Build Back Better: Real Dollars for Media, Not Tax Credits
|By Dr. John E. Warren, Publisher, The San Diego Voice & Viewpoint
When the Build Back Better Act passed the House of Representatives last year, there was some excitement about a provision which included a payroll tax credit for local news organizations. It was stated that this Act, if passed by the Senate and becomes law, would provide $1.7 billion for local media outlets. Researchers at the University of North Carolina Hussman School of Journalism found that there are at least 200 counties in the U.S. that lack a local newspaper and the Pew Research Center reported a decline of 71,000 journalism positions in 2008 to 31,000 in 2020, a 57 percent drop.
While the decline in local papers is real and disturbing, those pushing for a payroll tax credit for journalists miss the point. The legislation and the discussion misses a very important point concerning small community newspapers, in general, and Black newspapers, now in their 195th year, in particular.
Businesses operating at a loss do not need a tax credit. Businesses operating at a loss have a hard time making payrolls and as a result, most small newspapers hire journalists as independent contractors because they can’t afford payroll taxes and benefits. The issue is not a tax credit for the journalist, its sufficient revenues for the newspapers as a business that will allow them to hire journalists either on payroll or as independent contractors
If the President and the Congress really want to help small newspapers, which appear to have declined from 5,000 community newspapers a few decades ago to less than 2,000 today, there is a means of addressing this issue as a win/win for all those concerned.
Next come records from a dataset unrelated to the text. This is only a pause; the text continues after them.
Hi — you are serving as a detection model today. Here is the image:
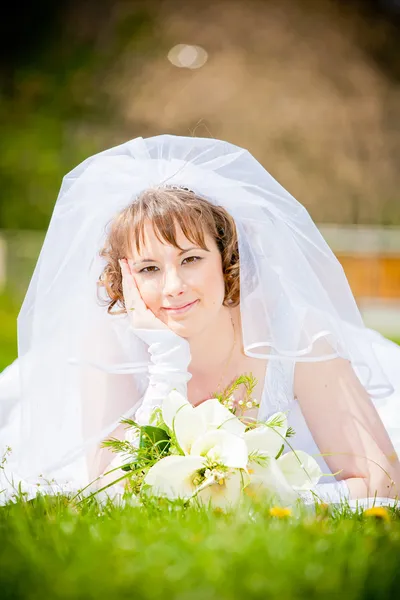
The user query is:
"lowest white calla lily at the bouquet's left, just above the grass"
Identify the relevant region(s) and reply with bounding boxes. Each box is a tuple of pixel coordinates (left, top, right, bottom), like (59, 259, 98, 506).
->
(144, 456, 205, 500)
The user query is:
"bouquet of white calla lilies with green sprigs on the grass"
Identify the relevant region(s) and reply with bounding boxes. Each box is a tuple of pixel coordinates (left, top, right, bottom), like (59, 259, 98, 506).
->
(98, 378, 322, 509)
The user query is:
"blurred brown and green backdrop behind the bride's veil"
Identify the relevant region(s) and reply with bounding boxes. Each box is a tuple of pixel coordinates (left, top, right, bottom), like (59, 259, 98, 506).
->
(0, 0, 400, 370)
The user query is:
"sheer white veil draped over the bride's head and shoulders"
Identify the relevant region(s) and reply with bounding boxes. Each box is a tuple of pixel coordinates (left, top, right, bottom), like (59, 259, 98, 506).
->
(0, 135, 400, 496)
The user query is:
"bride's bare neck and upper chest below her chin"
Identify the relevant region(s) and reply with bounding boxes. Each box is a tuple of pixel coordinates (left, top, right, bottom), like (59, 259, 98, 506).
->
(188, 307, 239, 374)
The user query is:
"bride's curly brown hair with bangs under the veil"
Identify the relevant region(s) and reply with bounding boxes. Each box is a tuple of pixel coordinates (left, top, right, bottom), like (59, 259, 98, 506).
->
(98, 187, 240, 314)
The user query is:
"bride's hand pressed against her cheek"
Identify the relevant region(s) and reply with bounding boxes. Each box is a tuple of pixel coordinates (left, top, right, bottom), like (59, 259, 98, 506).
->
(119, 258, 169, 329)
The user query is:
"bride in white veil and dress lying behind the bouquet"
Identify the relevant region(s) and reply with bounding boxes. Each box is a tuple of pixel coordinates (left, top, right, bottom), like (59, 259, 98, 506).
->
(0, 135, 400, 505)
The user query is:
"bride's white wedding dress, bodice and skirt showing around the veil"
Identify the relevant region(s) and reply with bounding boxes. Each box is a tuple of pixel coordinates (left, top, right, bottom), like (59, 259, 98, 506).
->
(0, 330, 400, 506)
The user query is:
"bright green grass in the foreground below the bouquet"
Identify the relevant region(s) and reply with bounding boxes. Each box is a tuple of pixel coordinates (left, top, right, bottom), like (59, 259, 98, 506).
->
(0, 497, 400, 600)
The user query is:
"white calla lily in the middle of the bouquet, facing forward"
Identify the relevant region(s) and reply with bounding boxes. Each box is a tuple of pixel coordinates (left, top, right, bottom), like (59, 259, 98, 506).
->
(191, 429, 248, 469)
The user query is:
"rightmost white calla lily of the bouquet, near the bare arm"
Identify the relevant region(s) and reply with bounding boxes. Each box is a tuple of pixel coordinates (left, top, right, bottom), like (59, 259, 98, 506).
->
(277, 450, 323, 491)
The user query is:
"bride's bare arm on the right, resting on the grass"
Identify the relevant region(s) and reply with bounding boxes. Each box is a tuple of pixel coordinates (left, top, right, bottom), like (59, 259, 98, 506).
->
(294, 358, 400, 499)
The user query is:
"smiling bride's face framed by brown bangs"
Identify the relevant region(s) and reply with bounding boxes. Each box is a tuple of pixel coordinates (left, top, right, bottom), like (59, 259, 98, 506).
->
(130, 222, 225, 338)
The solution is for the President to issue an Executive Order requiring that all bids for government contracts under Build Back Better must not only adhere to Title V of the U.S. Code’s Administrative Procedures Act that requires the publication of “Notice” under due process, but also that such notices be inclusively published in local newspapers as a mandate for local opportunity in the solicitation of responses to Request for Proposals {RFP). The publication of such notices in local newspapers would bring both notice and dollars to the communities of Main Street. Those dollars would help local newspapers hire journalists in a way far more meaningful than tax credits to people who can’t afford payrolls.
The President could make such an Executive Order so inclusive that the benefit would be far reaching and felt immediately. Perhaps the Vice President, who is from California and familiar with the Black Press in particular, and Mr. Sedgwick Richmond, a Domestic Policy Advisor to the President from New Orleans, might be helpful in making the case for such an Executive Order.